KnowledgeNav.io lets you upload documents (PDF, DOCX, TXT, HTML), ask questions in a chat interface, and receive answers that are strictly grounded in your documents — every factual claim is backed by a [SOURCE] citation that links to the exact chunk it came from. Hallucinations are detected and blocked before they reach the user.
- Hybrid retrieval — BM25 keyword search + Cohere multilingual vector search, fused with Reciprocal Rank Fusion (RRF)
- Cross-encoder reranking — Cohere rerank-v3.5 scores the top candidates before generation
- Strict citation enforcement — LLM must cite every factual sentence; the pipeline validates coverage and rejects hallucinated chunk IDs, retrying if needed
- Agentic workflow — LangGraph graph with analyse → retrieve → rerank → generate → validate → persist nodes
- Streaming responses — Server-Sent Events deliver tokens as they arrive
- Multi-corpus — Create isolated corpora per project; documents are scoped to their corpus
- OAuth authentication — Google and GitHub login, JWT access + refresh token rotation
- RAGAS evaluation — Built-in evaluation pipeline measuring faithfulness, answer relevancy, context precision, and context recall
| Layer | Technology |
|---|---|
| Frontend | React 18, TypeScript, Vite, Tailwind CSS 4 |
| Backend | FastAPI, Python 3.11, LangGraph, LangChain Core |
| LLM | Groq (llama-3.3-70b-versatile) |
| Embeddings | Cohere embed-v3-multilingual |
| Reranking | Cohere rerank-v3.5 |
| Vector DB | ChromaDB |
| Keyword search | rank-bm25 |
| Relational DB | PostgreSQL 16 (asyncpg + SQLAlchemy 2) |
| Cache / rate-limit | Redis 7 |
| Migrations | Alembic |
| Auth | python-jose (JWT), Google OAuth2, GitHub OAuth |
| Evaluation | RAGAS |
| Observability | OpenTelemetry, LangSmith |
| CI/CD | GitHub Actions, Railway (API), Vercel (frontend) |
- Python 3.11+
- Node.js 20+
- Docker + Docker Compose
git clone https://github.com//Leela0o5/KnowledgeNav.io
cd KnowledgeNav.io
# Copy and fill in environment variables
cp .env.example .env
# Start infrastructure (PostgreSQL, Redis, ChromaDB)
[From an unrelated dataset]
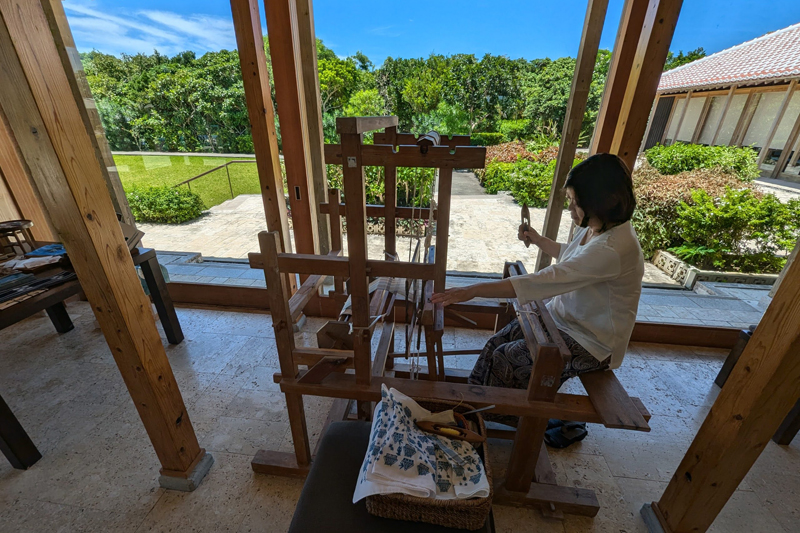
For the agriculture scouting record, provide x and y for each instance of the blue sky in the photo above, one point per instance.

docker compose up -d postgres redis chroma
# Install backend
python -m venv .venv
source .venv/bin/activate # Windows: .venv\Scripts\activate
pip install -e ".[dev]"
# Run database migrations
alembic upgrade head
# Start API
uvicorn api.main:app --reload --host 0.0.0.0 --port 8080
# Install and start frontend (separate terminal)
cd frontend
npm install
npm run devThe app will be available at http://localhost:3000. The API runs on http://localhost:8080.
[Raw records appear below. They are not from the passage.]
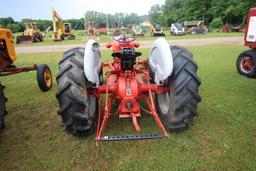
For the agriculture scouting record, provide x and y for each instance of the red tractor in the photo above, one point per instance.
(246, 61)
(167, 81)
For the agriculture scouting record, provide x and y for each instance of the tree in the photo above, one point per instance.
(14, 27)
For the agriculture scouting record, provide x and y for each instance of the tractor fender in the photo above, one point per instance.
(160, 60)
(92, 62)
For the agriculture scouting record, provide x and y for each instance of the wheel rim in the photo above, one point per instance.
(246, 65)
(164, 102)
(47, 77)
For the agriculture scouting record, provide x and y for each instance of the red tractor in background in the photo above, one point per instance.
(167, 81)
(246, 61)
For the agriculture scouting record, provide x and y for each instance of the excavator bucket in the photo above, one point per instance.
(24, 39)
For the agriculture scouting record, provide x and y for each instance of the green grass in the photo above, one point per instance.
(223, 136)
(105, 38)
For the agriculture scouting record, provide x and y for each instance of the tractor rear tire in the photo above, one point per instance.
(44, 77)
(178, 107)
(3, 111)
(246, 63)
(77, 109)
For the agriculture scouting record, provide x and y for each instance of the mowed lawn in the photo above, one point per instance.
(223, 136)
(80, 38)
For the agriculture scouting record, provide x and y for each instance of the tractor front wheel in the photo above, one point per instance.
(77, 109)
(3, 111)
(44, 77)
(246, 63)
(178, 107)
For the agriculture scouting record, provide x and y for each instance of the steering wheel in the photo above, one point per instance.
(124, 35)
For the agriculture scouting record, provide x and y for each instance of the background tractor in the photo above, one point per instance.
(138, 30)
(156, 30)
(61, 30)
(7, 67)
(167, 81)
(177, 29)
(31, 34)
(246, 61)
(195, 27)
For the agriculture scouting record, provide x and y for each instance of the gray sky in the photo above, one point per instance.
(40, 9)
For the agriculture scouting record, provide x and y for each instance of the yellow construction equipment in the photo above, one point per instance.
(46, 31)
(31, 34)
(61, 30)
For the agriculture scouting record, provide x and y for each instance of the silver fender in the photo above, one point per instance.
(160, 60)
(92, 62)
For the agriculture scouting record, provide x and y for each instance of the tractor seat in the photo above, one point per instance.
(120, 53)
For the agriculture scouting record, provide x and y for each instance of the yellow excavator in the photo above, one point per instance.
(31, 33)
(61, 30)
docker compose upThis starts the API, frontend, PostgreSQL, Redis, ChromaDB, and OpenTelemetry collector.
Copy .env.example to .env and fill in the required values.
See .env.example for all available settings and their defaults.
- Sign in with Google or GitHub on the landing page
- Create a corpus — click "New Corpus" in the sidebar
- Upload documents — click the upload icon and add PDF, DOCX, TXT, or HTML files
- Ask questions — type in the chat input; responses stream with inline
[SOURCE]citations - Review citations — click any citation to see the exact source chunk
- Switch corpora — select a different corpus from the sidebar to query different document sets
- Manage sessions — previous conversations are saved per corpus and accessible from the sidebar
- Fork the repository and create a feature branch
- Install dev dependencies:
pip install -e ".[dev]" - Run linting:
ruff check backend - Run type checking:
mypy backend - Run tests:
pytest - Open a pull request against
main
CI will run lint, type-check, unit tests, integration tests, and a frontend type-check on every PR.